Zur Wegfahrsperre, die wird ja sicher über den Schlüssel frei gegeben?
Damit habe ich mich bei DAG noch nicht ausreichend beschäftigt. Aber meine Erfahrung von VAG ist: es gibt einen Schlüssel mit integriertem Transponder, einer Lesespule, einem Steuergerät für die Wegfahrsperre (später im Tacho integriert) und dem Motorsteuergerät selber.
Kene es nur von den VW umbauten die dann das Spenderzündschloß samt Schlüssel zusätzlich hinterm Armaturenbrett hatten, nicht dolle aber hat funktioniert...
Das haben wir bis vor kurzem auch so bei unseren TDI-Umbauten gemacht aber es gibt auch andere Wege.

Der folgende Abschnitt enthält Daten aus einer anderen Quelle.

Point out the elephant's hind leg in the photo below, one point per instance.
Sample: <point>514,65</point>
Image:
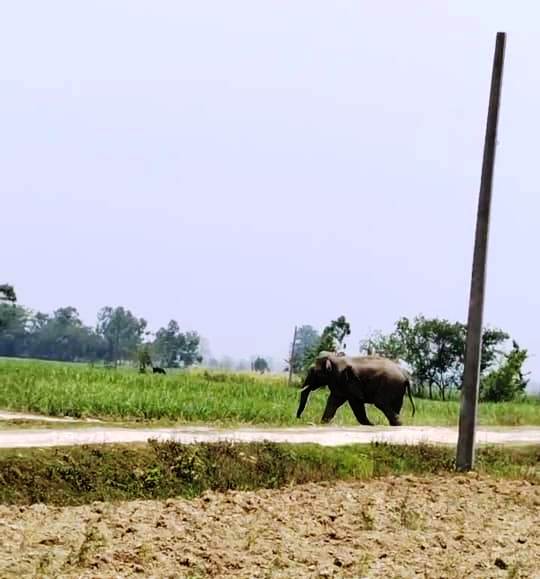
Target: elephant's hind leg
<point>392,417</point>
<point>332,404</point>
<point>359,411</point>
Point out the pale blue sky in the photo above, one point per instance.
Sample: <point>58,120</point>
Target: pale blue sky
<point>245,166</point>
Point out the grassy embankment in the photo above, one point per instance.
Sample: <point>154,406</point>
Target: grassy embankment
<point>79,475</point>
<point>77,390</point>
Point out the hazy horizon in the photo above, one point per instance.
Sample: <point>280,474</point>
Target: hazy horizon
<point>245,167</point>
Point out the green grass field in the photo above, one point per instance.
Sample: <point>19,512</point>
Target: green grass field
<point>77,390</point>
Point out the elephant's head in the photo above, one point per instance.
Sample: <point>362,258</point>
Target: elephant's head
<point>323,373</point>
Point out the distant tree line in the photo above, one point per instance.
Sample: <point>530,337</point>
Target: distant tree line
<point>434,351</point>
<point>118,336</point>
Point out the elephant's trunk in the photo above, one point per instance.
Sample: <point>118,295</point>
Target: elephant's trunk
<point>304,395</point>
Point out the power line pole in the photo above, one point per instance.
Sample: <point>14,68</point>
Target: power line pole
<point>473,347</point>
<point>291,360</point>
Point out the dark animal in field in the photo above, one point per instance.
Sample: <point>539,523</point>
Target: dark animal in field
<point>358,380</point>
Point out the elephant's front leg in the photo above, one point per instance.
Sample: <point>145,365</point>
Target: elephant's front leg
<point>332,404</point>
<point>359,411</point>
<point>391,416</point>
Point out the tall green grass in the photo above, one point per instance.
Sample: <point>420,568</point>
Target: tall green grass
<point>203,397</point>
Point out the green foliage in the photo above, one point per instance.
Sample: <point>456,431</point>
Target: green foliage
<point>202,396</point>
<point>13,329</point>
<point>435,350</point>
<point>260,365</point>
<point>145,360</point>
<point>175,348</point>
<point>82,475</point>
<point>332,340</point>
<point>122,332</point>
<point>506,382</point>
<point>307,339</point>
<point>7,293</point>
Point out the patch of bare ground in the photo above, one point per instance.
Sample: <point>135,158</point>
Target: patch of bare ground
<point>437,526</point>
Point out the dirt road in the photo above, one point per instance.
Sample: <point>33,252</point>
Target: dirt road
<point>430,527</point>
<point>324,435</point>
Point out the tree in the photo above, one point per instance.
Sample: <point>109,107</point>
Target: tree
<point>331,340</point>
<point>175,348</point>
<point>435,350</point>
<point>122,331</point>
<point>7,293</point>
<point>307,339</point>
<point>260,365</point>
<point>507,382</point>
<point>63,336</point>
<point>13,330</point>
<point>144,357</point>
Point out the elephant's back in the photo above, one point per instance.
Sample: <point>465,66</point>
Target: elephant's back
<point>380,367</point>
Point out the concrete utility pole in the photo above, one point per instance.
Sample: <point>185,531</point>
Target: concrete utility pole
<point>471,374</point>
<point>292,356</point>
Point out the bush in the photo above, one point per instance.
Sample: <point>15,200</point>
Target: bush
<point>506,382</point>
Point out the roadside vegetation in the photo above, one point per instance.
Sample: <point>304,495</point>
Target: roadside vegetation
<point>202,396</point>
<point>79,475</point>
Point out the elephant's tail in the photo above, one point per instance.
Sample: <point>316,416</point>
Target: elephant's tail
<point>408,386</point>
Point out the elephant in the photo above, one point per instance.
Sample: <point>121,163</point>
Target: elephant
<point>358,380</point>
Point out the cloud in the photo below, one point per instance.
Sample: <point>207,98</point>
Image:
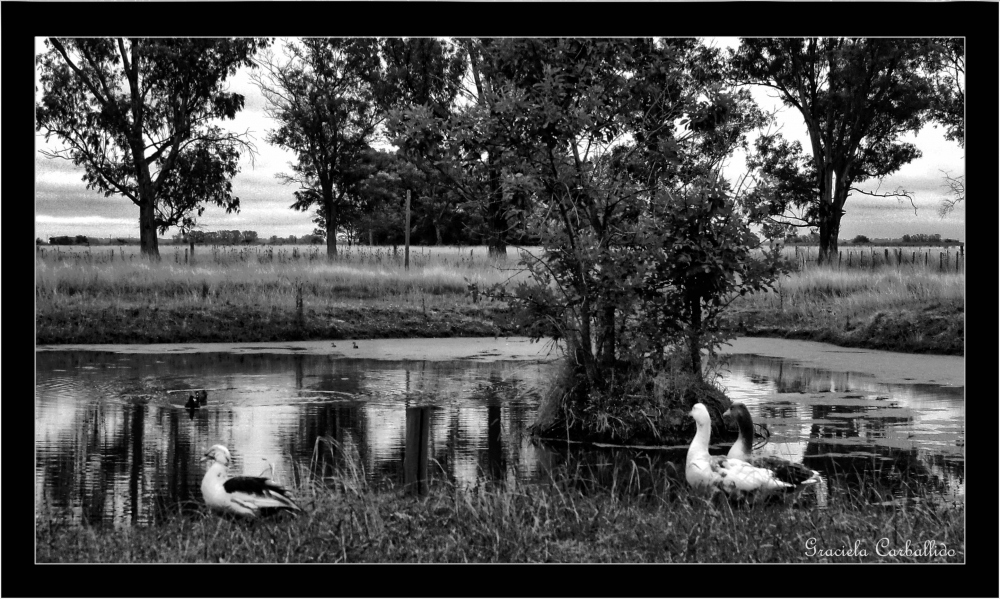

Und ich gehe davon aus, dass dieser bei DAG mit etwas Aufwand auch möglich ist. Deshalb würde ich mir über WFS weniger Sorgen machen.
Wichtiger wäre erstmal einen geeigneten Spender zu definieren mit den folgenden Eigenschaften:
- 4 oder 5 Zyl Reihe
- "günstige" Anschaffungskosten (Motoren bis max 200tkm machen Sinn)
- idealerweise geeignetes Spendergetriebe enthalten
Dann:
- zu klären welche Anpassungen am Motor gemacht werden müssen (z.B. Ölwanne wegen extremer Schräglage im Gelände)
- zu klären welche Anbauteile vom Spender übernommen werden können für welche Ersatz gefunden werden muss (z.B. Ladeluftkühler - wo kann er beim G hin und passt dort der vom Spender hin oder muss ein anderer her?)
- zu klären welche Modifikationen für das Getriebe gemacht werden müssen basierend auf dem Zielfahrzeug.
Bei unseren Umbauten im Iltis war wenig Platz, deshalb haben wir die Schrottplätze umgegraben um z.b. passende Teile für den LLK und die Ventilatoren von anderen FZ gefunden. Das ist billiger als Neuteile von DAG zu bestellen.
Dann wäre der nächste Schritt aus meiner Sicht den Schaltplan des Spenderfahrzeugs und des Zielfahrzeugs durchzugehen und zu prüfen was übernommen werden muss und was wo angeschlossen werden muss.